Strange, Malin thinks. I always remember Mum as being there, yet somehow not. Maybe she wasn’t even there?
Tove.
I’m not there. And she feels acutely sick, but manages to control the gag reflex.
Then she forces herself back to the present, and stares at the wall of the room. A shelf full of books. Literary fiction, by famous difficult authors: the sort Tove devours
and that she can’t stand.
‘I started reading late in life,’ Ake Petersson says. ‘When I needed something to believe in.’
Dad!
Dad, Dad, Dad!
What would I need you for? To raise my hand against?
You know why Mum took the cortisone, the pain in her body ended up as pain in her soul.
You dragged yourself up from that green sofa for your own sake, not mine, and what did you get up for? Sitting and programming the simplest sort of code, the only thing your pickled brain could handle.
I see you there in bed, your cramping stroke-paralysed half-body is like a physical embodiment of the muteness that always characterised your side of the family, those taciturn, useless men.
You tried to contact me, Dad. But I wouldn’t take your calls. What would we have said to each other?
Would we have spent Christmases in Berga eating cheap sausages? Meatballs, Jansson’s Temptation, pickled herring ad nauseam?
You stopped trying to contact me.
Certain doors have to be closed for others to open. That’s just the way it is. But at the same time: is there anything more exciting than a locked door?
I had been hoping you’d get in touch when I moved back to the city. When I bought the castle. I could have had you driven out there, I could have shown you my home.
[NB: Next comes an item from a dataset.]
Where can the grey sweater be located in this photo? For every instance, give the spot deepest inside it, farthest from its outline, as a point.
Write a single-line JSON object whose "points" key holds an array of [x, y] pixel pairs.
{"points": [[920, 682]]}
Someone else could have come too.
There’s something tragic about you now, as you tell the nurse to angle the blinds so you can look out at the rain. You speak to her nicely, with a meekness you’ve learned to express perfectly.
You look out into the room.
One eye blind after the stroke.
You blink.
As if you can see something you could never see before.
Is it me you can see, Dad?
25
The phone in her hand shaking. The living room of the flat dark, as if darkness could subdue her nerves.
I’m scared, nervous about calling my own daughter. I’ve spent two days being scared to talk to her. Is that really true?